Братья на широких самодельных лыжах шли к покосам, где с лета ставлены были стога. Зажигали стог с двух сторон, смотрели, как проваливаются в огонь овершья, темнеющие от идущего снизу пламени.
 День выдался на удивление: солнце поднялось над вершинами сосен, потеплело. Снег искрился всеми цветами радуги, переливался, словно поля были усыпаны мелкими самоцветами. От этого искрения резало глаза. И никому не надо было скрывать слезы, все можно было списать на этот искрящийся снег. Казалось, война, ляхи – все это очень далеко отсюда.
 Покончив с сеном, Владимир с Семеном подошли к кузнице. С другой стороны в деревню въезжали казаки: разведка, доглядчики.

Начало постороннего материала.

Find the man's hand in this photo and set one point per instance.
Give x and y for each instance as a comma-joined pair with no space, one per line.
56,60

Ярко алели на солнце красные верха лохматых черкасских шапок, пестрели жупаны, нагольные полушубки.
 «И-эх»,- с потягом рубанул молодой черкасс подвернувшуюся некстати на дороге старуху, заполошно перебегавшую на другую сторону улицы. Та и вскрикнуть не успела. Остальные весело рассмеялись. Они не торопились. Часто спешивались, заглядывали в подворья, примечая уцелевший фураж, но избы пока не трогали, не время.
Первой из Теменевых увидела казаков непоседливая Лизка.
 - Батюшка, воры, - ахнула она.- Сюда скачут.
 Василий заметался по двору, теряя конскую сбрую, рукавицы, уронил шапку. Наконец сообразил, вытащил из дровяника топор.
 - В сани, быстро, мать перемать,- закричал он на баб, чернея и без того темным от кузнечного ремесла лицом.- Гони Акилина огородом к Кабоже, по санной дороге до Мологи, авось уйдете…
 - Ты-то, отец, как же, ты-то? А парни где?- запричитала…
 - Гони, я сказал! Я на Гнедке за парнями и за вами следом. Да гони ты! – завернул такой оборот, какого Акилина Ефимовна за все прошедшие годы от него не слышала. И это было убедительнее любых уговоров.
 Но Владимир и Сенька уже бежали от кузницы. Владимир в левой руке держал ножи. Сенька на бегу пытался зарядить самострел, но силенок не хватало, тугую тетиву поставил отец.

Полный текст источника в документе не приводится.